Exhibition raises concerns over gender inequality
DHNS | April 2, 2015
http://www.deccanherald.com/content/469146/exhibition-raises-concerns-over-gender.html
A girl in class 10 writes “it feels really sad to know you all feel that women are inferior and not capable of doing anything”. Another girl writes “… but this world seems to suppress girls and dominate us, which is stupid”. Letters like these are part of an exhibition that aims to introduce visitors to what concerns these young girls.
The title of the exhibition comes from American author and poet Maya Angelou’s collection of poems And Still I Rise as it goes with its central theme: Raising awareness of gender discrimination and its impact on limiting opportunities for women worldwide.
What makes the exhibition different is that it also features artwork inspired by the wri-
tings of girls aged 14-18 from countries like India, China, Britain and Mexico in which they openly address the many fears, insecurities and stereotypes that societies around the world are building.
The letters grew out of a workshop conducted by a Delhi-based charity, Creative Services Support Group (CSSG), which invited around 200 schoolgirls in the city to pen down their thoughts on how girls are perceived in society and their role in it.
The replies opened a Pandora’s Box of issues confronting these young girls and provided a gateway to their minds. “We realised that writing is a cathartic activity for these girls and a way to explain the prejudice they face in the world. This workshop was received very well and the writing exercise was followed up in a few other countries as well,” CSSG president and exhibition co-curator Anand Kapoor told IANS.
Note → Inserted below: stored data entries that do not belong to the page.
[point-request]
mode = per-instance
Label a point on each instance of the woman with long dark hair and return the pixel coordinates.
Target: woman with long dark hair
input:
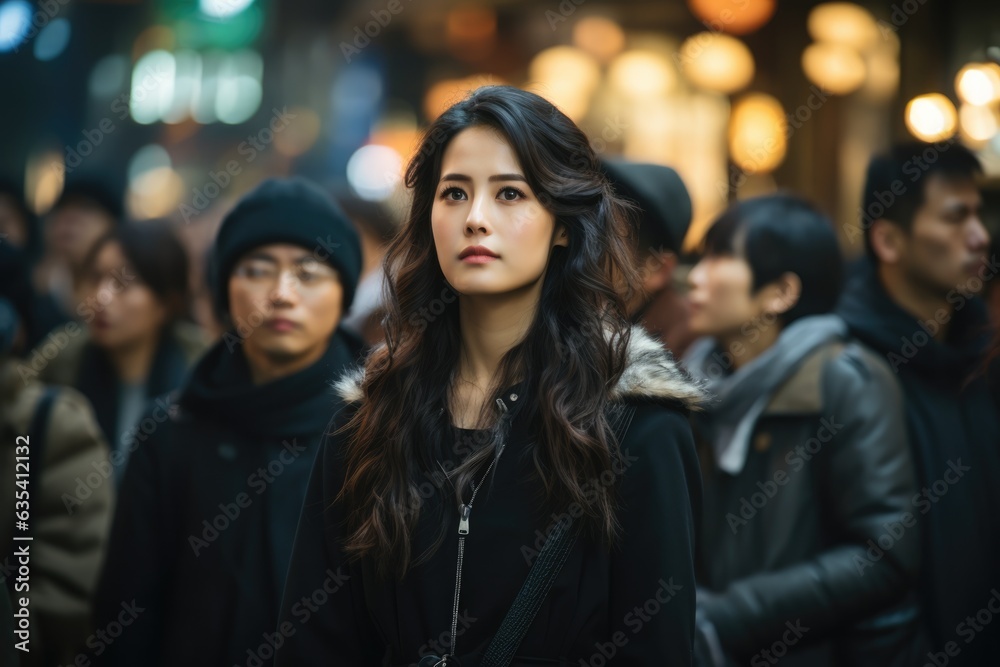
(136, 346)
(512, 417)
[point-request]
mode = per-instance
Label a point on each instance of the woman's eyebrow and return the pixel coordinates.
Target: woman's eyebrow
(495, 177)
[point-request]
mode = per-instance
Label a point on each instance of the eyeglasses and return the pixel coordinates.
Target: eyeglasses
(261, 274)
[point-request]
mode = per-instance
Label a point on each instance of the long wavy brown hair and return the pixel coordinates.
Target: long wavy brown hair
(574, 350)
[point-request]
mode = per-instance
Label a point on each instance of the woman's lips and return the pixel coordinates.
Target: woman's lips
(478, 259)
(281, 325)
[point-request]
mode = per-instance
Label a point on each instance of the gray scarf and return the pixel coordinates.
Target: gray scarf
(740, 397)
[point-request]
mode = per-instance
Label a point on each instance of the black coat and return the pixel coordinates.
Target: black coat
(954, 431)
(788, 549)
(207, 511)
(640, 592)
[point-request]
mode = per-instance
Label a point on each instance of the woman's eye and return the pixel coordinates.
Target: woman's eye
(510, 194)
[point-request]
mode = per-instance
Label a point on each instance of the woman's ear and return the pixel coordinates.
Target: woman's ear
(562, 237)
(782, 294)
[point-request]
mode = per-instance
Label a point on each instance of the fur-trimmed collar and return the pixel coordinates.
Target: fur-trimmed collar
(650, 372)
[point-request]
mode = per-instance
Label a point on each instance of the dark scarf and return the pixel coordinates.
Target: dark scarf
(296, 405)
(883, 325)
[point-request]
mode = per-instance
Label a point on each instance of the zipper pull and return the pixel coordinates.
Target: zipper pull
(463, 519)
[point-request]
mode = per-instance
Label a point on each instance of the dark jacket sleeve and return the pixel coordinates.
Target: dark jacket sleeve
(652, 596)
(139, 563)
(867, 480)
(323, 611)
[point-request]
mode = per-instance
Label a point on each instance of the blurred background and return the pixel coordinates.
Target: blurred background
(183, 105)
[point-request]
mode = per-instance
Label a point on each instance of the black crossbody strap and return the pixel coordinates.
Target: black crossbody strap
(543, 573)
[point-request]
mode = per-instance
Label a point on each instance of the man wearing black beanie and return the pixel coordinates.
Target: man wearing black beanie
(663, 216)
(209, 503)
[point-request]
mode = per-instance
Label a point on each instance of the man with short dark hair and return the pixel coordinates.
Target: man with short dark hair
(914, 300)
(211, 497)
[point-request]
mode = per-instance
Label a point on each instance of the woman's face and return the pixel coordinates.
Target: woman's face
(121, 309)
(483, 199)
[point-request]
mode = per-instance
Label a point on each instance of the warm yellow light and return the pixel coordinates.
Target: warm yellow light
(931, 117)
(45, 177)
(978, 123)
(843, 23)
(600, 37)
(717, 62)
(757, 141)
(978, 83)
(565, 76)
(154, 194)
(834, 67)
(737, 17)
(882, 64)
(471, 32)
(641, 74)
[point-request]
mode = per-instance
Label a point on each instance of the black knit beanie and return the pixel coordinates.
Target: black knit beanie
(291, 210)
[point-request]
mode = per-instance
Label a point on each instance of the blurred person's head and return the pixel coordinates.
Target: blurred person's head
(134, 284)
(922, 217)
(664, 215)
(767, 262)
(374, 222)
(16, 221)
(16, 291)
(85, 211)
(285, 267)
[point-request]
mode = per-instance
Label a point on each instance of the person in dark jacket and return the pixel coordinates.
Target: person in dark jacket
(207, 511)
(914, 300)
(136, 347)
(47, 479)
(507, 339)
(20, 231)
(809, 546)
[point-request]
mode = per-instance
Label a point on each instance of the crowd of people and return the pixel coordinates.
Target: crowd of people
(769, 454)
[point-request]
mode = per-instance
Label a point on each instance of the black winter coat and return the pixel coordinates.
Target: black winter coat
(954, 430)
(632, 604)
(816, 533)
(207, 511)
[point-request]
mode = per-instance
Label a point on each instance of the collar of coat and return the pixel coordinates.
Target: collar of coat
(651, 373)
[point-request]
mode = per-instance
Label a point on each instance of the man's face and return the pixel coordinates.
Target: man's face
(287, 301)
(947, 243)
(74, 227)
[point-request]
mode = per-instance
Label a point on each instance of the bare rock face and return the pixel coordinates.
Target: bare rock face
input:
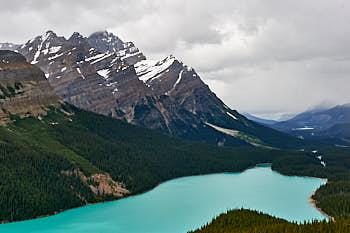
(9, 46)
(100, 184)
(24, 89)
(103, 74)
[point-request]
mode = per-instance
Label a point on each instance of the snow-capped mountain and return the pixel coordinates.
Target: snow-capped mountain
(103, 74)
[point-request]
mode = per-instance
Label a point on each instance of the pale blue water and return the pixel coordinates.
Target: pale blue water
(187, 203)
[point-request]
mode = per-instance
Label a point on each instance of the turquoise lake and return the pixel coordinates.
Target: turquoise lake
(184, 204)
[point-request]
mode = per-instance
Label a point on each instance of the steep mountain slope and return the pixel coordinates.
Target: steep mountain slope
(328, 125)
(259, 120)
(8, 46)
(54, 156)
(105, 75)
(23, 88)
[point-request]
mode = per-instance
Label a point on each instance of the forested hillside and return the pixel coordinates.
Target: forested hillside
(44, 160)
(245, 221)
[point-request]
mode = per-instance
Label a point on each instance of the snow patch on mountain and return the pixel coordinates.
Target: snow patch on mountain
(149, 70)
(104, 73)
(232, 116)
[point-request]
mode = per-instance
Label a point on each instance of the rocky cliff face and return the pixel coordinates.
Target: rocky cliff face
(24, 89)
(103, 74)
(9, 46)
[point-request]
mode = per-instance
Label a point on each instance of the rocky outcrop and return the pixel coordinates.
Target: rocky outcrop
(24, 90)
(100, 184)
(9, 46)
“The artwork reinforces the power of the written word and women’s empowerment across languages and cultural realms,” he added. The genesis of the exhibition lay in the intention of letting the world know what bothers girls at such a young age and how collective responsibility can shed the burden of this thought process.
Hence, these letters were shared with 16 artists from around the globe who were asked to interpret them in their own ways and transform them into artwork.
Thus, apart from 50 selected letters on view at the exhibition, works of artists from India, Germany, Spain, the US, Mexico and Britain are also on view.
For Kapoor, it was the absence of role models in the lives of these young girls that had led them to a paranoid world. To overcome this, the charity also shot a film that combines the voices of women from all walks of life and points to the strength of a united voice that focuses on gender equality in the world.
The exhibition is on at Instituto Cervantes de Nueva, Hanuman Road till April 12.